CAMINEO.INFO.- Comienza la Semana Santa. Nuestras calles y plazas, como las de toda España, se convierten en un inmenso templo. Procesionan imágenes, siempre hermosas y, en ocasiones, esplendorosas. Los cofrades desfilan en silencio y recogimiento. La gente se apiña en las aceras. Los jóvenes hacen Vía crucis vivientes, desafiando al frío y a las inclemencias. Un fervor religioso atraviesa la espina dorsal de nuestra religiosidad. Unos más y otros menos, recibimos una gran catequesis sobre nuestra fe. ¡Demasiadas cosas positivas para que no demos la bienvenida a estos días!
Sin embargo, la Semana Santa más verdadera no se celebra en nuestras calles sino en nuestros templos. Porque en ellos no hacemos un mero recuerdo o una representación colorista de los grandes misterios de nuestra fe. Hacemos su actualización, su re-presentación, en el sentido fuerte de “volver a hacer presentes”. No es “como si” la muerte y resurrección de Jesucristo volvieran a hacerse presentes. ¡Se hacen realmente presentes! En el misterio, en el sacramento. Pero no por eso de modo menos real. Gracias a ello, se convierte en la gran semana, la más importante, la “semana mayor”, como la llama la Iglesia.
Esto explica que las celebraciones litúrgicas no puedan ser suplidas ni suplantadas por ninguna otra, por muy espectacular y colorista que sea. Si no participáramos en la liturgia del Domingo de Ramos, del Jueves y Viernes Santo y, sobre todo, de la Vigilia Pascual, no diré que haríamos un simulacro de la Semana Santa, pero sí que la rebajaríamos a una Semana Santa “pequeña”.
Gracias a Dios esas celebraciones han ido ganando en concurrencia y participación año tras año. Sin embargo, la celebración de la Pasión, del Viernes Santo, y, sobre todo, la Vigilia Pascual todavía necesitan un fuerte impulso en la comprensión de su naturaleza e importancia. La Vigilia Pascual está muy lejos se ser lo que realmente es: el centro y la cumbre de todo el Año Litúrgico.

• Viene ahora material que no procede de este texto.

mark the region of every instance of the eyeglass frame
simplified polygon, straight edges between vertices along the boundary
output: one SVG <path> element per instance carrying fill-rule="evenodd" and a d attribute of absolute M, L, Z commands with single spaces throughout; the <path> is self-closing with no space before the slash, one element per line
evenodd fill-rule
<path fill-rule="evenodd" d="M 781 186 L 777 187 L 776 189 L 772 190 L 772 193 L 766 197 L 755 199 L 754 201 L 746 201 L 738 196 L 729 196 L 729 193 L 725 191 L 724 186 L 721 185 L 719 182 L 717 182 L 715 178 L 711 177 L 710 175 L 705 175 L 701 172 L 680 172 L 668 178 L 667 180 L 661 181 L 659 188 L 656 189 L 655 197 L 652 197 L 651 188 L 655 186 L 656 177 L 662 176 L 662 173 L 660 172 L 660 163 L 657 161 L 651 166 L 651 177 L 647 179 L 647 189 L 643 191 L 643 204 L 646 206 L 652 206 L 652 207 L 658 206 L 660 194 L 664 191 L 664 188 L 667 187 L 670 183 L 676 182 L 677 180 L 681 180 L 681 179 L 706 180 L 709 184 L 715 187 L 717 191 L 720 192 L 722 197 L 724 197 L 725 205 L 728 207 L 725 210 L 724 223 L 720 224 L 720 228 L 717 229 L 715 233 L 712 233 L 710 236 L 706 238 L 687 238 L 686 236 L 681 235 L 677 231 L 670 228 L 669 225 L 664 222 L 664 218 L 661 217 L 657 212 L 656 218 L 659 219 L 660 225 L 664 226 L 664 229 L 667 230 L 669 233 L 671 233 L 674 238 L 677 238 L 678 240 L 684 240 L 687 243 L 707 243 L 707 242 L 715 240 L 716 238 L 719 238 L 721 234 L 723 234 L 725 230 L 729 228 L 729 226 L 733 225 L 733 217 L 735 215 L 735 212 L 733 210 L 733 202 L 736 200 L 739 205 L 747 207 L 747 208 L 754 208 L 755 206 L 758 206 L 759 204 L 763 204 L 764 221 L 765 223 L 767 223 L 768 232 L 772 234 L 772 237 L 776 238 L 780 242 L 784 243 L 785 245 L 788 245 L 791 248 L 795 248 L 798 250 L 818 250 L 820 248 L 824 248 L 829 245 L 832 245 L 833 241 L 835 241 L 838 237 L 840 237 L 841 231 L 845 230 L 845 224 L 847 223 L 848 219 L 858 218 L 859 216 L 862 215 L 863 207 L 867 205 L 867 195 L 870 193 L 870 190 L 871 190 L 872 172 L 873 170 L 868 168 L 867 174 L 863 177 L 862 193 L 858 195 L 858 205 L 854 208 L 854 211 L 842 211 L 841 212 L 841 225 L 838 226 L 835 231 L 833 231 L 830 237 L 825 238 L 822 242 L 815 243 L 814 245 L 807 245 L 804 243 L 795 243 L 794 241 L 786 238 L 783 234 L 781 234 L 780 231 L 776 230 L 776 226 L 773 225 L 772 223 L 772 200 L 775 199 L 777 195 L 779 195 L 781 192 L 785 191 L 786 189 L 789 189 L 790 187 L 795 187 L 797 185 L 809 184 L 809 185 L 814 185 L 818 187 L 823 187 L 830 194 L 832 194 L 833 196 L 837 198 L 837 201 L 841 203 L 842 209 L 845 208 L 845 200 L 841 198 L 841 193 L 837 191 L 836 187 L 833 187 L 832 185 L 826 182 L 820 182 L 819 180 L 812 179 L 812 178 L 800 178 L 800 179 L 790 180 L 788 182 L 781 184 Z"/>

Durante siglos, el Jueves Santo por la mañana se tenía la celebración penitencial para la reconciliación de quienes habían hecho penitencia pública por algunos pecados particularmente graves. De este modo, una vez reconciliados, ya podían celebrar la Pascua de Cristo, participando en la misa y comunión pascual.
Actualmente la Iglesia no considera oportuno aplicar este mismo rigor penitencial. Pero esto no significa que piense que hoy no se cometen pecados tan graves como los de entonces o que nosotros no tengamos necesidad de reconciliarnos con Dios y con nosotros mismos. Al contrario, todos somos conscientes de que hoy están generalizados pecados que, en un plano objetivo, son gravísimos: el aborto voluntario, la corrupción intencionada de los niños y jóvenes, la explotación sexual de las mujeres emigrantes y los salarios llamativamente injustos de tantos padres y madres de familia.
Hoy día el modo recomendado de prepararnos a estas celebraciones de los misterios centrales de nuestra fe: Pasión, Muerte y Resurrección de Cristo, es acercarnos con corazón contrito y humilde al sacramento del perdón. En él Dios nos acoge y nos estrecha con su corazón lleno de misericordia.
Hace algunas semanas escribí en esta misma página que necesitamos volver a Dios con urgencia y que este retorno es la única solución para nuestra sociedad, muy enferma en el plano conceptual y moral. La Semana Santa es una oportunidad magnífica para ello. De ese retorno sólo cabe esperar bienes abundantes para las personas, las familias y la convivencia y progreso de la sociedad. Dios no es competidor del hombre sino su salvador. Vivamos, pues, la Semana Santa en toda su verdad y plenitud.